Letter to the Editor Open Access
Congenital Bilateral ocular hypoplasia associated with bilateral manifestation of Klippel- Trenaunay- Weber syndrome of the lower extremities: uncommon presentation in a Bulgarian patient with dermatitis hypostatica!
Ivanka Temelkova1,Georgi Tchernev1*
1Onkoderma- Clinic for Dermatology, Venereology and Dermatologic Surgery, General Skobelev 26, 1606 Sofia.

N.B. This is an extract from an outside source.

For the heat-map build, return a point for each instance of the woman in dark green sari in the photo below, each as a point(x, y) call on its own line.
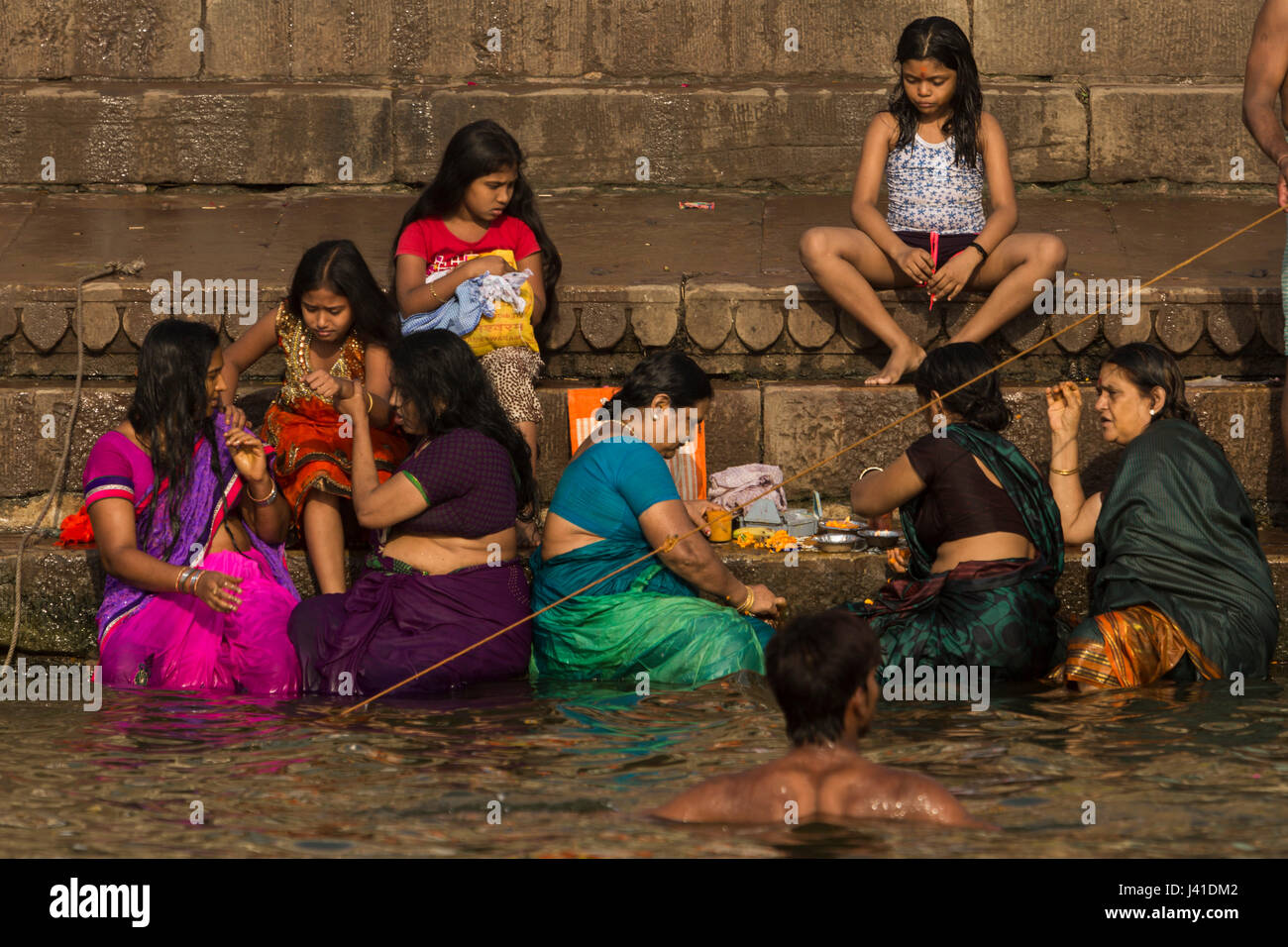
point(1181, 587)
point(983, 532)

*Corresponding author: Prof Dr. Georgi Tchernev, Onkoderma- Clinic for Dermatology, Venereology and Dermatologic Surgery, General Skobelev 26, 1606 Sofia;
E-mail: @
Received: October 08, 2019; Accepted: October 08, 2019; Published: October 11, 2019
Citation: Temelkova I, Tchernev G (2019) Congenital Bilateral ocular hypoplasia associated with bilateral manifestation of Klippel- Trenaunay- Weber syndrome of the lower extremities: uncommon presentation in a Bulgarian patient with dermatitis hypostatica!. Clin Res Dermatol Open Access 6(5): 1-3. DOI: 10.15226/2378-1726/6/5/001101
We present a 40 year old man with anamnestic / documentary evidence of Klippel-Trenaunay-Weber syndrome (KTWS) and congenital bilateral ocular hypoplasia. The reason for hospitalisation is the patient’s complaint about the recurrence of very painful lesions at the skin of the two lower limbs dating back to 2015. The last deterioration is in the last 14 days, with swelling, redness and secretion appearing in the area of the lower legs (Fig.1a-b). Within the clinical examination, in parallel with the erosive ones, pretibially and laterally localized cutaneous changes of the lower limbs: in the form of post- and hyperpigmentations, massive eczematization and multiple erosions (Figs. 1a-1b), clinical evidence of bilateral ocular hypoplasia (Fig. 1c) was also established (in addition to the anamnestic).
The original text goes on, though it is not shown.